A phonograph record accelerates from rest to 34.0 rpm in 5.53 s. (a) What is its angular acceleration in rad/s2? rad/s2 (b) How many revolutions does it go through in the process? rev
Solution) wo = 0 ( rest )
w = 34 rpm
1 revolution = 2(pi) radians
1 minute = 60 seconds
w = (34)(2(pi))/(60) rad/s
w = 3.56 rad/s
t = 5.53 s
(a) Angular acceleration = ?
w = wo + (angular acceleration)(t)
3.56 = 0 + (angular acceleration)(5.53)
Angular acceleration = (3.56)/(5.53)
Angular acceleration = 0.64 rad/s^2
(b) theeta = ? ( number of revolutions )
w^2 = wo^2 + 2(angular acceleration)(theeta)

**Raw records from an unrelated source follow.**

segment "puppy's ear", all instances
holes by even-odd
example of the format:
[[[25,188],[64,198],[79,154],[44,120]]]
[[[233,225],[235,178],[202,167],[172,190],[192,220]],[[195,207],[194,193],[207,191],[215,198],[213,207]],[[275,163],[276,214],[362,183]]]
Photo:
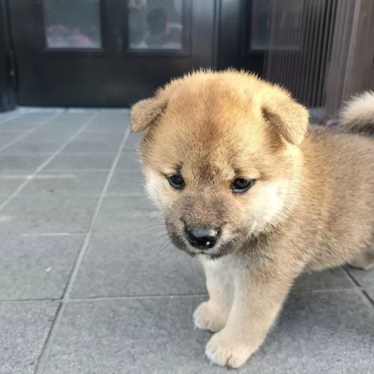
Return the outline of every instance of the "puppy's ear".
[[[279,88],[264,96],[261,110],[266,121],[289,143],[301,143],[309,124],[309,111],[287,91]]]
[[[165,111],[167,100],[158,92],[150,99],[140,100],[131,109],[131,131],[140,133],[154,123]]]

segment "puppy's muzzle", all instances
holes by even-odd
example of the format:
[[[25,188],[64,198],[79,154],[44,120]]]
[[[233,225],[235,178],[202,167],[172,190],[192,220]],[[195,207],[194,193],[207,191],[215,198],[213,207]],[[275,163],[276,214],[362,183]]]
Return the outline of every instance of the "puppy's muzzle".
[[[202,226],[186,228],[186,236],[190,244],[202,251],[214,247],[219,233],[219,230]]]

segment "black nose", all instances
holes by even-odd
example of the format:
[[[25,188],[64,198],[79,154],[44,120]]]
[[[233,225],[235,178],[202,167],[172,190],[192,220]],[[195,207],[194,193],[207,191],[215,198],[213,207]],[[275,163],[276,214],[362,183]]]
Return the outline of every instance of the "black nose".
[[[218,231],[208,227],[192,227],[187,230],[187,236],[191,245],[202,249],[211,248],[218,236]]]

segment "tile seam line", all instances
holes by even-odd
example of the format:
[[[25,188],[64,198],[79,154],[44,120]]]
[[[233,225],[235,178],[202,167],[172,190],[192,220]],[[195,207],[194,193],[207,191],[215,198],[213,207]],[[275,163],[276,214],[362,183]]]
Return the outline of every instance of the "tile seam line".
[[[111,167],[110,168],[108,176],[107,177],[105,183],[103,188],[100,198],[99,199],[96,205],[96,209],[95,209],[95,212],[92,215],[88,231],[87,232],[84,240],[83,240],[82,247],[81,247],[77,257],[75,264],[70,274],[70,278],[68,280],[62,298],[60,302],[61,304],[60,308],[58,309],[55,317],[52,323],[52,326],[50,329],[49,333],[48,334],[48,338],[45,341],[43,349],[38,358],[38,363],[35,366],[34,374],[41,374],[44,371],[44,367],[47,362],[47,360],[48,360],[49,353],[52,349],[54,339],[57,335],[57,333],[60,328],[60,326],[62,321],[64,313],[66,308],[66,306],[67,303],[69,302],[70,293],[74,286],[79,269],[82,265],[84,255],[88,247],[89,241],[92,237],[93,226],[96,223],[97,217],[99,215],[105,194],[109,187],[109,185],[111,181],[113,175],[114,175],[117,164],[118,164],[122,149],[125,145],[125,142],[126,142],[129,133],[130,127],[129,126],[127,127],[125,131],[125,133],[123,135],[121,144],[120,144],[117,155],[116,155],[116,157],[112,163]]]
[[[363,291],[365,292],[368,290],[374,289],[374,286],[367,287],[360,289]],[[317,293],[330,293],[334,292],[355,292],[356,290],[353,288],[339,288],[339,289],[311,289],[305,290],[298,290],[296,291],[291,291],[291,293],[306,293],[310,294],[310,292],[315,292]],[[207,296],[208,293],[171,293],[171,294],[137,294],[137,295],[114,295],[109,296],[92,296],[86,297],[71,297],[69,298],[68,302],[64,302],[62,298],[56,297],[43,297],[35,298],[18,298],[18,299],[0,299],[0,303],[29,303],[35,302],[47,302],[51,303],[60,303],[65,302],[65,304],[68,303],[95,303],[96,302],[105,302],[116,300],[145,300],[145,299],[162,299],[162,298],[183,298],[190,297],[201,297],[203,296]]]
[[[356,291],[356,293],[358,294],[361,298],[364,304],[369,308],[371,310],[374,311],[374,305],[371,301],[369,298],[364,292],[364,288],[359,284],[358,282],[349,273],[343,268],[340,268],[340,270],[343,272],[343,274],[347,279],[350,282],[353,289]]]
[[[47,124],[48,123],[53,121],[54,119],[55,119],[58,117],[60,117],[62,115],[62,113],[56,113],[54,116],[52,116],[51,117],[50,117],[48,119],[46,119],[45,121],[41,121],[41,123],[39,123],[39,124],[37,126],[35,126],[34,127],[33,127],[32,128],[28,130],[28,131],[26,131],[26,132],[23,133],[22,134],[18,135],[17,137],[16,137],[14,139],[13,139],[13,140],[10,141],[7,144],[0,147],[0,153],[2,152],[3,151],[5,151],[5,149],[8,148],[9,147],[13,145],[13,144],[15,144],[16,143],[18,143],[18,142],[19,142],[20,140],[22,140],[25,138],[27,138],[30,134],[33,133],[35,130],[37,130],[39,128],[42,127],[43,126]],[[4,156],[4,155],[1,155],[1,156]]]
[[[99,113],[92,116],[88,120],[84,122],[84,124],[73,135],[72,135],[64,144],[63,144],[55,152],[51,155],[46,160],[42,162],[23,183],[22,183],[16,190],[3,203],[0,205],[0,212],[23,189],[30,183],[30,182],[38,175],[51,161],[54,159],[63,149],[64,149],[70,143],[73,142],[78,136],[90,125],[91,122],[99,115]]]

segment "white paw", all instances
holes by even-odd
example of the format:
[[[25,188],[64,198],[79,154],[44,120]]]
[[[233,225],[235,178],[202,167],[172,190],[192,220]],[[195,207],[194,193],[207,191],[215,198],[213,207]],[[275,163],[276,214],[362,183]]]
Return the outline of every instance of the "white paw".
[[[214,364],[237,368],[241,366],[256,349],[230,336],[222,330],[212,337],[207,345],[205,354]]]
[[[227,320],[219,307],[208,301],[200,304],[194,313],[195,326],[201,330],[216,332],[225,327]]]

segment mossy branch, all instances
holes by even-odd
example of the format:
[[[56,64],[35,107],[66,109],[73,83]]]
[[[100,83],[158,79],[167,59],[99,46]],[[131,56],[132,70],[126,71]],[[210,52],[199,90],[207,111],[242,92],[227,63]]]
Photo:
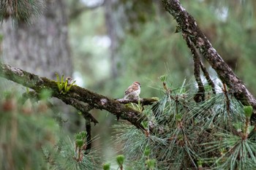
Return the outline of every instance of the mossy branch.
[[[162,0],[165,9],[177,21],[184,37],[189,37],[195,47],[217,72],[223,83],[226,84],[234,96],[244,105],[251,105],[256,116],[256,99],[244,83],[235,74],[230,67],[212,47],[209,40],[198,27],[193,17],[181,6],[178,0]],[[185,35],[185,36],[184,36]]]
[[[65,94],[60,93],[54,80],[41,77],[20,69],[1,63],[0,77],[33,89],[36,93],[40,93],[43,89],[50,90],[53,92],[53,97],[62,100],[66,104],[73,106],[82,112],[89,111],[88,107],[83,104],[83,103],[89,105],[90,108],[105,109],[116,115],[118,119],[126,120],[138,128],[144,130],[140,123],[143,120],[147,120],[146,116],[138,110],[127,107],[117,100],[110,98],[76,85],[73,85],[68,93]],[[145,102],[145,104],[148,104],[150,101],[151,104],[153,104],[153,101],[148,98],[141,98],[140,103],[143,104]],[[132,101],[135,102],[135,101]],[[89,117],[91,120],[94,122],[93,117]]]

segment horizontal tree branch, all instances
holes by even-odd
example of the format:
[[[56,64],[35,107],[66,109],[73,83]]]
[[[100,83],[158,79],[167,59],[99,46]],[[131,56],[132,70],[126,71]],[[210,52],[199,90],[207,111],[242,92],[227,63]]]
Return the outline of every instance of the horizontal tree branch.
[[[118,102],[117,100],[76,85],[72,86],[69,91],[67,93],[60,93],[56,81],[39,77],[20,69],[1,63],[0,63],[0,77],[33,89],[38,93],[43,89],[50,90],[53,92],[53,97],[62,100],[66,104],[75,107],[82,112],[86,112],[89,110],[87,109],[87,106],[80,102],[84,102],[91,108],[105,109],[116,115],[118,119],[120,117],[126,120],[138,128],[145,130],[140,123],[147,120],[146,116],[142,112]],[[151,99],[142,98],[141,101],[146,101],[145,104],[148,104],[147,102],[149,101],[153,103],[153,100]]]
[[[252,106],[254,113],[256,114],[255,98],[212,47],[192,16],[181,5],[178,0],[162,0],[162,4],[165,10],[177,21],[184,37],[189,37],[201,55],[217,72],[222,82],[231,90],[236,98],[244,105]]]

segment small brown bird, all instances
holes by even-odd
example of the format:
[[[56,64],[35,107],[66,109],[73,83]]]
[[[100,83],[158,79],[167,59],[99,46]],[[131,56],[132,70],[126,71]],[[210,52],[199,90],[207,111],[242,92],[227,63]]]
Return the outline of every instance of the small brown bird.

(3.56^2) = 0 + 2(0.64)(theeta)
Theeta = (3.56^2)/(2×0.64) = 9.9 rad
Theeta = 9.9 rad
1 rev = 2(pi) rad
1 rad = 1/(2(pi)) rev
Theeta = (9.9)/(2(pi))
Theeta = 1.57 revolutions
A phonograph record accelerates from rest to 34.0 rpm in 5.53 s. (a) What is its...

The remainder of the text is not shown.